[PATCH v4.14 backport 07/10] powerpc/64s: Add support for RFI flush of L1-D cache

Michael Ellerman mpe at ellerman.id.au
Fri Jan 19 00:34:07 AEDT 2018


commit aa8a5e0062ac940f7659394f4817c948dc8c0667 upstream.

On some CPUs we can prevent the Meltdown vulnerability by flushing the
L1-D cache on exit from kernel to user mode, and from hypervisor to
guest.

This is known to be the case on at least Power7, Power8 and Power9. At
this time we do not know the status of the vulnerability on other CPUs
such as the 970 (Apple G5), pasemi CPUs (AmigaOne X1000) or Freescale
CPUs. As more information comes to light we can enable this, or other
mechanisms on those CPUs.

The vulnerability occurs when the load of an architecturally
inaccessible memory region (eg. userspace load of kernel memory) is
speculatively executed to the point where its result can influence the
address of a subsequent speculatively executed load.

In order for that to happen, the first load must hit in the L1,
because before the load is sent to the L2 the permission check is
performed. Therefore if no kernel addresses hit in the L1 the
vulnerability can not occur. We can ensure that is the case by
flushing the L1 whenever we return to userspace. Similarly for
hypervisor vs guest.

In order to flush the L1-D cache on exit, we add a section of nops at
each (h)rfi location that returns to a lower privileged context, and
patch that with some sequence. Newer firmwares are able to advertise
to us that there is a special nop instruction that flushes the L1-D.
If we do not see that advertised, we fall back to doing a displacement
flush in software.

For guest kernels we support migration between some CPU versions, and
different CPUs may use different flush instructions.

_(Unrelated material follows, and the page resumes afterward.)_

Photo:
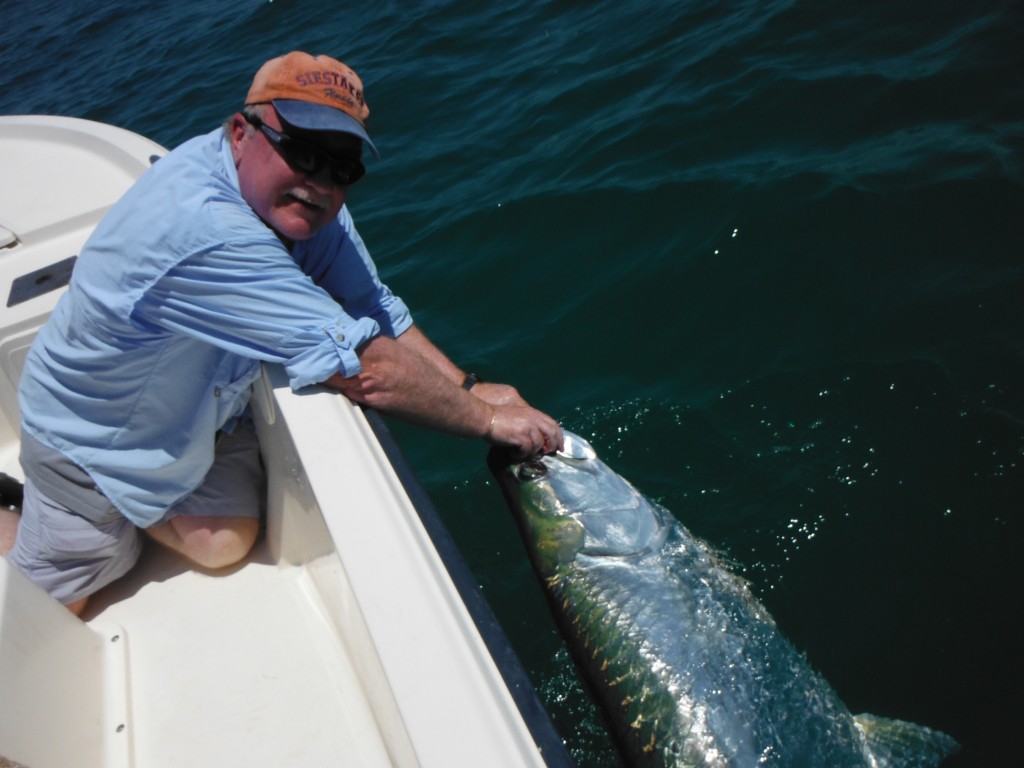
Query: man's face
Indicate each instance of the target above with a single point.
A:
(291, 202)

So that we are
prepared to migrate to a machine with a different flush instruction
activated, we may have to patch more than one flush instruction at
boot if the hypervisor tells us to.

In the end this patch is mostly the work of Nicholas Piggin and
Michael Ellerman. However a cast of thousands contributed to analysis
of the issue, earlier versions of the patch, back ports testing etc.
Many thanks to all of them.

Tested-by: Jon Masters <jcm at redhat.com>
Signed-off-by: Nicholas Piggin <npiggin at gmail.com>
Signed-off-by: Michael Ellerman <mpe at ellerman.id.au>
---
 arch/powerpc/include/asm/exception-64s.h  | 40 ++++++++++++---
 arch/powerpc/include/asm/feature-fixups.h | 13 +++++
 arch/powerpc/include/asm/paca.h           | 10 ++++
 arch/powerpc/include/asm/setup.h          | 13 +++++
 arch/powerpc/kernel/asm-offsets.c         |  5 ++
 arch/powerpc/kernel/exceptions-64s.S      | 84 +++++++++++++++++++++++++++++++
 arch/powerpc/kernel/setup_64.c            | 79 +++++++++++++++++++++++++++++
 arch/powerpc/kernel/vmlinux.lds.S         |  9 ++++
 arch/powerpc/lib/feature-fixups.c         | 41 +++++++++++++++
 9 files changed, 286 insertions(+), 8 deletions(-)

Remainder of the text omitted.